Devant des dizaines, voire des centaines de milliers de personnes, venues répondre à son appel, l’imam Mahmoud Dicko, président du Haut Conseil Islamique, a mis en garde le pouvoir contre la mal gouvernance, dont le pays fait l’objet, avec son corollaire d’insécurité, qui a fait plus de 500 morts, civils et militaires. Et la France, contre son jeu trouble au nord du Mali.
A combien peut-on estimer les manifestants du vendredi dernier ? Un million ? Trois millions ? Quatre millions ? Nul ne le sait, avec exactitude. Mais, une certitude, cependant : ils étaient des dizaines, voire des centaines de milliers à prendre d’assaut, en ce début d’après-midi du 05 avril, le Boulevard de l’indépendance.
Une mobilisation historique
En dépit du refus de manifester, notifié aux initiateurs de cette grande marche, la place de l’indépendance était noire de monde. Une marée humaine à perte de vue.
Aux environs de 13h30 mn, la circulation était bloquée. Ou presque. Toute la population de Bamako semble s’être donnée rendez-vous au centre-ville de la capitale. Hommes, femmes, jeunes et mêmes les handicapés… chacun tenait à être présent. Car, disent-ils, « Trop c’est trop ! ».
Déjà, la veille, des dizaines de cars, bourrés de manifestants, seraient arrivés de Nioro et de Sikasso, à la demande de leur Guide spirituel, Cheickné Hamahoullah, dit Bouyé avec ces mots : « Si vous mourrez aujourd’hui (ndlr : vendredi 05 avril), nous mêmes le seront demain, sauf si nous obtenons gain de cause ».
Stationnées, en plusieurs endroits, les forces de l’ordre sont discrètes. Avec leurs matraques et leurs gaz lacrymogènes, elles ont – pour la première fois – évité de s’en prendre aux manifestants.
Mais, il a fallu attendre 15h30 mn, pour que l’imam Mahmoud Dicko, président du Haut Conseil Islamique, prenne la parole devant une foule surexcitée.
Officiellement, cette manifestation a pour objet de dénoncer, d’une part, la mauvaise gouvernance, dont le pays fait l’objet. Avec son corollaire de grèves, d’écoles fermées depuis trois mois, et d’insécurité. Qui a fait plus de 500 morts, civils et militaires, en l’espace de quelques jours. Et, d’autre part, de mettre en garde la France contre sa volonté de faire de Kidal sa « Nouvelle – Calédonie au Sahara ». Afin de faire main basse sur les immenses ressources minières, dont regorge cette région.
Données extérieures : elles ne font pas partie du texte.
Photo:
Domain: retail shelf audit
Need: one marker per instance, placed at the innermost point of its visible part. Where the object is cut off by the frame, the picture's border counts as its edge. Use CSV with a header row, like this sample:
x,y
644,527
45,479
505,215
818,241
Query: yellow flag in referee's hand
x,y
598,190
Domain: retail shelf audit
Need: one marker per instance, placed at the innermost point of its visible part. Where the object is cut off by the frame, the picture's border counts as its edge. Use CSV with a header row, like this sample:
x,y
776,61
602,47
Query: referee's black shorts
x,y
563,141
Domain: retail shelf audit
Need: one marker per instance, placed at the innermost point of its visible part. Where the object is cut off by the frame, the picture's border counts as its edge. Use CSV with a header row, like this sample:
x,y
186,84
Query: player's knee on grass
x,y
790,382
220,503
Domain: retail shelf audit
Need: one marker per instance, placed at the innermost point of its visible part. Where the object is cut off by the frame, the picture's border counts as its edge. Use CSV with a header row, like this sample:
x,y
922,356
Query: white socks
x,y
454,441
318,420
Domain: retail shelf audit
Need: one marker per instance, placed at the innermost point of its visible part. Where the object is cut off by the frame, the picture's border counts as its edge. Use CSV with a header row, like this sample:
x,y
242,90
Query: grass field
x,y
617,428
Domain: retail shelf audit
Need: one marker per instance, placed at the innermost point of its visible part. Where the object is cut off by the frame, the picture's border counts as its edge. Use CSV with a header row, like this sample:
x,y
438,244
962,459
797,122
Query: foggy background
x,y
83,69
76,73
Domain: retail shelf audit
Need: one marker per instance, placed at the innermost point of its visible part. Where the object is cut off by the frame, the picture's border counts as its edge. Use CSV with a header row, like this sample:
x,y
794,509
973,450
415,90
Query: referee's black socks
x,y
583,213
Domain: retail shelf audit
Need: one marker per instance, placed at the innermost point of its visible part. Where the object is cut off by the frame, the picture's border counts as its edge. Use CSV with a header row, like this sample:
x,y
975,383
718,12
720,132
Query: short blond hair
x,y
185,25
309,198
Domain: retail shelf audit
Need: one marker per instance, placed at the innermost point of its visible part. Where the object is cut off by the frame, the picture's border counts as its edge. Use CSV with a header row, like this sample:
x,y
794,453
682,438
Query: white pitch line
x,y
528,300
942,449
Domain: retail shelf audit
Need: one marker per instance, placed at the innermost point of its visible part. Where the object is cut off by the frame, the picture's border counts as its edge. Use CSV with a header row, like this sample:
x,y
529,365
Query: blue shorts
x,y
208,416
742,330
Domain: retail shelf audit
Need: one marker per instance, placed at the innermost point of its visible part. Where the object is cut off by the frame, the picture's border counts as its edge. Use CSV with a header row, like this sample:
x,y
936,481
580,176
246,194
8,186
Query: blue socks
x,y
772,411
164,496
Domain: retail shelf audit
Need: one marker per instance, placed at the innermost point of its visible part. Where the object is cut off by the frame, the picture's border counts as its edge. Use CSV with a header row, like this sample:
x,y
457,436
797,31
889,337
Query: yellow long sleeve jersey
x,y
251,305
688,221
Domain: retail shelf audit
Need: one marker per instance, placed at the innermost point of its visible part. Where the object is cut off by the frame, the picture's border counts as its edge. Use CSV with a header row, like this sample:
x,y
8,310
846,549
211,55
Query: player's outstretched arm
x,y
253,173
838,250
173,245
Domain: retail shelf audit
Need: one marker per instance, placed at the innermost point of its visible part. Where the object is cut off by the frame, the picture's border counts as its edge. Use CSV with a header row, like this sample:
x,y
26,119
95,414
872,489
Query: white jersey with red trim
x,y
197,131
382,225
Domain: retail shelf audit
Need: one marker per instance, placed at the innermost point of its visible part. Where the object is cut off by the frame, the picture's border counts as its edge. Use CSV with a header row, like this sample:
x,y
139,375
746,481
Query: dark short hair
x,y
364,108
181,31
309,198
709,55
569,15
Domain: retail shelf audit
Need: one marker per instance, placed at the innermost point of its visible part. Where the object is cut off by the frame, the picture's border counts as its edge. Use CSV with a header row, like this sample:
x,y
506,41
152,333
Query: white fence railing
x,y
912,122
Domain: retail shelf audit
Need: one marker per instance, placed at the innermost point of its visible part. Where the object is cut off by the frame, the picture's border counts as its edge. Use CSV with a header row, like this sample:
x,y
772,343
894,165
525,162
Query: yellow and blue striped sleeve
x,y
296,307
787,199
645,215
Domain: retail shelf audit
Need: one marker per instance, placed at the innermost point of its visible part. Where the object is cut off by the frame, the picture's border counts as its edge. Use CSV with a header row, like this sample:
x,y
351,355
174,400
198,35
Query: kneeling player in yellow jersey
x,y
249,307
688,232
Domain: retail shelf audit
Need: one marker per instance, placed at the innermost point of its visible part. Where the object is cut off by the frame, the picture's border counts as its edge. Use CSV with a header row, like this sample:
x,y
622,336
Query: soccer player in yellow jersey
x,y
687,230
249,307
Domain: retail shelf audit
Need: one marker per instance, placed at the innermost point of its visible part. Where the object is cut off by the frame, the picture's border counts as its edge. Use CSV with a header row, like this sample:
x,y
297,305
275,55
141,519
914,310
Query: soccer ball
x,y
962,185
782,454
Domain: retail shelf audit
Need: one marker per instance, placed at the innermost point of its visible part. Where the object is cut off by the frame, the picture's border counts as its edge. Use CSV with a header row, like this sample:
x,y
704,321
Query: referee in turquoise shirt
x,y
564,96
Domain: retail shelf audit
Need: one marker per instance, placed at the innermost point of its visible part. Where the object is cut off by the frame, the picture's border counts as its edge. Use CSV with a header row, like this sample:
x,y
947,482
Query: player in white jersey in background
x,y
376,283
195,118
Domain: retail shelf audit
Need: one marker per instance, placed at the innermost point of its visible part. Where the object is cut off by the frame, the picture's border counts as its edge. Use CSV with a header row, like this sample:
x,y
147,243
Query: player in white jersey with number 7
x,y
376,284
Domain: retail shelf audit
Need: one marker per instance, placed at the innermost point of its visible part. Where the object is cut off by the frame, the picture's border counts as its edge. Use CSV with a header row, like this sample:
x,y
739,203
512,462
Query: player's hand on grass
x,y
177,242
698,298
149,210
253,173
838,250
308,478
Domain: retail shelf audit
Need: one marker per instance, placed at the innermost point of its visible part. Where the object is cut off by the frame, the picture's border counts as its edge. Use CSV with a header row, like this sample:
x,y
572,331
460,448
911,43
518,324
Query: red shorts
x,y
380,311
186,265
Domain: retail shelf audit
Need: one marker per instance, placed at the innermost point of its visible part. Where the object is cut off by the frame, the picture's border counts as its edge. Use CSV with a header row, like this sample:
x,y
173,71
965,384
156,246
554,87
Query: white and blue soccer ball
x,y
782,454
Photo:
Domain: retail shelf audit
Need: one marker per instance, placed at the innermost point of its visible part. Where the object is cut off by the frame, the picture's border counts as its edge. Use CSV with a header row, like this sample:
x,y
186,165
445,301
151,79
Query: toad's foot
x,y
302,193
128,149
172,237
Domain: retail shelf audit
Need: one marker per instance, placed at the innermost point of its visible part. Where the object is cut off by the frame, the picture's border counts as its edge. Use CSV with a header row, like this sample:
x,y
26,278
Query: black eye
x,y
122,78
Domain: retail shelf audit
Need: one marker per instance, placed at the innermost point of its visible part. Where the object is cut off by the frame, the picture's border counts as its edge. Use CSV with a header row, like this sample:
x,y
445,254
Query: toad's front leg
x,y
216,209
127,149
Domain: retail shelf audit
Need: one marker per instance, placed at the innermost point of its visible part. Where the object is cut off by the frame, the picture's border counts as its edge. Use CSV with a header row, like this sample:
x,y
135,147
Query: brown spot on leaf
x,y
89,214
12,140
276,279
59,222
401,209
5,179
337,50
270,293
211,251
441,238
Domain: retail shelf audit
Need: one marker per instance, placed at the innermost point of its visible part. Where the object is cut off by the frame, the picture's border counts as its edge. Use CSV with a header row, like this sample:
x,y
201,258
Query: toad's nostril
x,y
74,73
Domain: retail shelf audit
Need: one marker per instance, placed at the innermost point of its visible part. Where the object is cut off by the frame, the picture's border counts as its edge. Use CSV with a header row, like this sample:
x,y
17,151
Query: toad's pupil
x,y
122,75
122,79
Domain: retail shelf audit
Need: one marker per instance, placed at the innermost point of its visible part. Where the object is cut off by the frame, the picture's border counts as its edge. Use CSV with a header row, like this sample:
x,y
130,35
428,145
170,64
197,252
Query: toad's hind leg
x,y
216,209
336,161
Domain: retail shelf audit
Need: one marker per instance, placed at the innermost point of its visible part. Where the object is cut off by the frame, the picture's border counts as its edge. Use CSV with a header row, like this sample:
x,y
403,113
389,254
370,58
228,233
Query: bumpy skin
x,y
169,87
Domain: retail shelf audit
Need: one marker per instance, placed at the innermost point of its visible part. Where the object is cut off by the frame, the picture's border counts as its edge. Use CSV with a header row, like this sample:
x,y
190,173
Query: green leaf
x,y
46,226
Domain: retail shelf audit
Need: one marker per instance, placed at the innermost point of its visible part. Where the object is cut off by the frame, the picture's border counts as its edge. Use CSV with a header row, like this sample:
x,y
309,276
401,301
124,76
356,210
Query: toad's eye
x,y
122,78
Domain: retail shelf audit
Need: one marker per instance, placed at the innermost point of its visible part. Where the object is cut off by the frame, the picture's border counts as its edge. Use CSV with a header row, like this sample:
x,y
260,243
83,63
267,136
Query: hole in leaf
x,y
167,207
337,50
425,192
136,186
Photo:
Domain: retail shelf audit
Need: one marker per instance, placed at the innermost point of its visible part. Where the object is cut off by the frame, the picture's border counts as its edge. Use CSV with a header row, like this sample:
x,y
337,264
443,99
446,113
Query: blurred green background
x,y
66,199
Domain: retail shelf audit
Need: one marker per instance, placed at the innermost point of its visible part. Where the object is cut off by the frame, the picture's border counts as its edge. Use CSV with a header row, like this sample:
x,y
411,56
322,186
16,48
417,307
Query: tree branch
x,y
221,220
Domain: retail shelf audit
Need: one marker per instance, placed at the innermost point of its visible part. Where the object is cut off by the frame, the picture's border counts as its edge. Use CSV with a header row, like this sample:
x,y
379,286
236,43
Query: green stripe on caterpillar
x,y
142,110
Avec la complicité d’une poignée d’hommes, issus de la communauté touareg la plus minoritaire au nord du Mali : les Ifoghas.
été, d’abord, réclamé par le Chérif.
Ensuite, par le président du Haut Conseil Islamique. Enfin, par les partis politiques de l’opposition. Lesquels avaient appelé leurs militants à faire bloc, derrière les deux leaders religieux.
Kidal, la Nouvelle-Calédonie de la France au Sahara
En effet, depuis l’intervention Serval, intervenue en 2013, la huitième région du Mali est devenue une « République dans la République ». Nul ne peut s’y rendre, sans l’autorisation expresse de Barkhane, la force française, stationnée dans cette zone. Ou celle de la Minusma. Chose inacceptable pour les Maliens, qui réclament le départ des troupes françaises ; mais aussi, celles des Nations-Unies.
« Que la France sache que le Mali ne lui appartient pas. Il n’appartient pas, non plus, à la Minusma. C’est à nous les Maliens de construire notre pays », martèle l’imam Mahmoud Dicko, dans un tonnerre d’applaudissements
Une mise en garde sans équivoque
Sur les pancartes, brandies par la foule en colère, on peut, entre autres, lire : « Dégagez la France et la Minusma ! » ; « Stop au génocide de la France au Mali » ; « Notre ennemi commun, c’est la France ».
Accusant le président IBK de jouer le « jeu des ennemis du Mali » dans la gestion de Kidal, le très populaire leader religieux de Nioro a, au cours d’une assemblée générale d’information, tenue vendredi 05 avril dans sa Zawiya, appelé les autorités maliennes à se ressaisir.
« J’ai parlé avec les gens des mouvements armés. Je suis au courant de ce qui se trame à Kidal », a-t-il dit.
Pour le président du Haut Conseil Islamique, l’imam Mahmoud Dicko, le président IBK ne peut pas continuer d’ignorer les aspirations du peuple malien. Auquel cas, ajoute-t-il, les Maliens, eux, se donneront les moyens de descendre dans la rue tous les vendredis. Comme c’est le cas en Algérie. Ou en France, tous les samedis, avec les gilets jaunes.